Die Berufung muss innerhalb einer Notfrist von einem Monat nach Zustellung dieses Urteils schriftlich bei dem Landgericht G, Bweg XX, XXXXX G, eingegangen sein. Die Berufungsschrift muss die Bezeichnung des Urteils, gegen das die Berufung gerichtet wird, sowie die Erklärung, dass gegen dieses Urteil Berufung eingelegt werde, enthalten.

Die Berufung ist, sofern nicht bereits in der Berufungsschrift erfolgt, binnen zwei Monaten nach Zustellung dieses Urteils schriftlich gegenüber dem Landgericht Aachen zu begründen.

Die Parteien müssen sich vor dem Landgericht G durch einen Rechtsanwalt vertreten lassen, insbesondere müssen die Berufungs- und die Berufungsbegründungsschrift von einem solchen unterzeichnet sein.

Mit der Berufungsschrift soll eine Ausfertigung oder beglaubigte Abschrift des angefochtenen Urteils vorgelegt werden.

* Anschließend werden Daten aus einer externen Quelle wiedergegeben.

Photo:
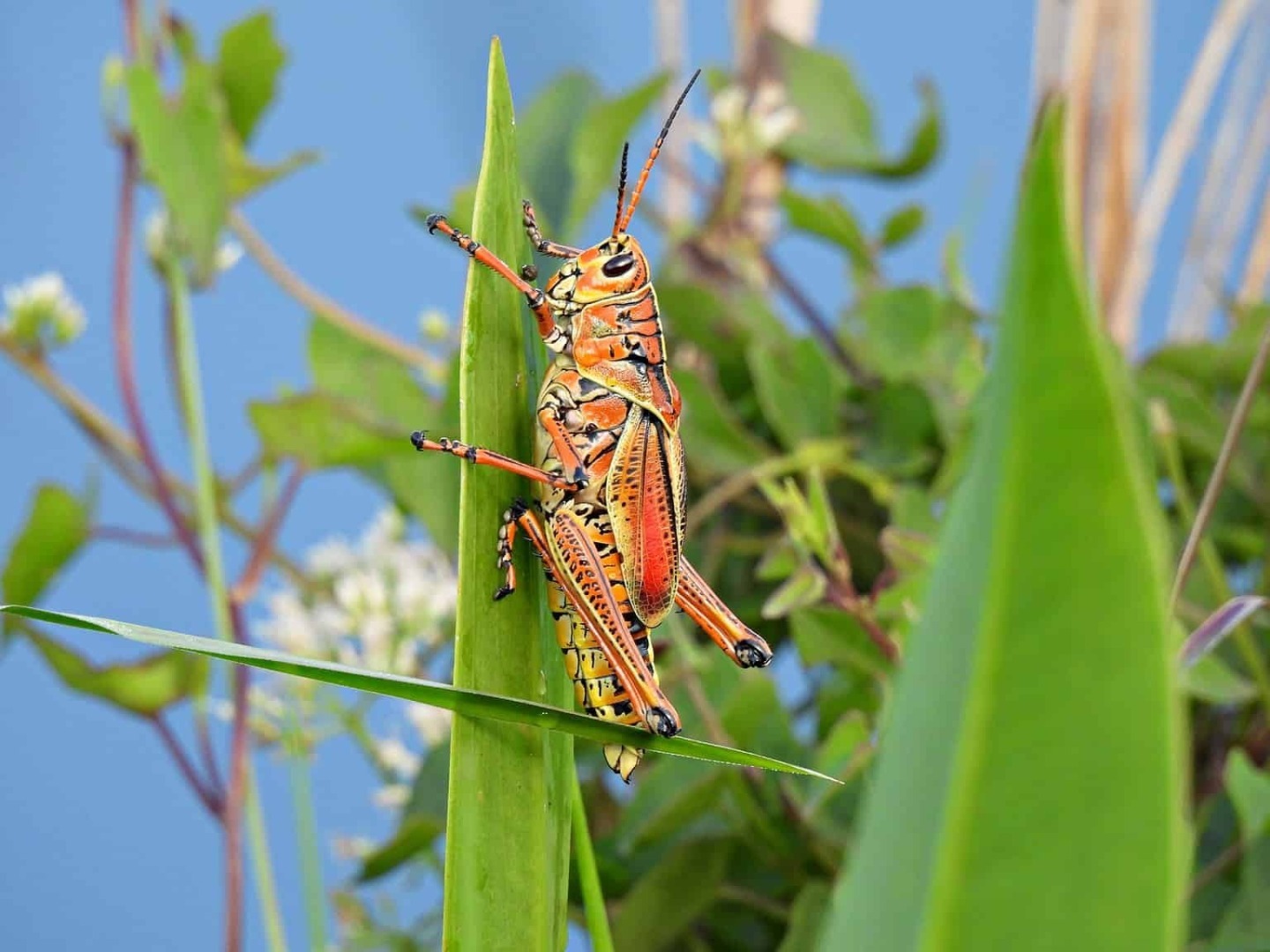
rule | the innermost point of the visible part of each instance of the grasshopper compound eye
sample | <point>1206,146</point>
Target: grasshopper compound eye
<point>619,264</point>
<point>609,469</point>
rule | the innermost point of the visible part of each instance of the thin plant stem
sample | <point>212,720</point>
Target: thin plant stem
<point>588,874</point>
<point>267,537</point>
<point>306,836</point>
<point>228,619</point>
<point>1222,862</point>
<point>262,866</point>
<point>323,306</point>
<point>1166,439</point>
<point>121,450</point>
<point>133,537</point>
<point>124,366</point>
<point>828,455</point>
<point>1223,461</point>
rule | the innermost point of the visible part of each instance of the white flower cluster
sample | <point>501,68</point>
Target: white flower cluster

Hinweis zum elektronischen Rechtsverkehr:

Die Einlegung ist auch durch Übertragung eines elektronischen Dokuments an die elektronische Poststelle des Gerichts möglich. Das elektronische Dokument muss für die Bearbeitung durch das Gericht geeignet und mit einer qualifizierten elektronischen Signatur der verantwortenden Person versehen sein oder von der verantwortenden Person signiert und auf einem sicheren Übermittlungsweg gemäß § 130a ZPO nach näherer Maßgabe der Verordnung über die technischen Rahmenbedingungen des elektronischen Rechtsverkehrs und über das besondere elektronische Behördenpostfach (BGBl. 2017 I, S. 3803) eingereicht werden. Weitere Informationen erhalten Sie auf der Internetseite www.justiz.de.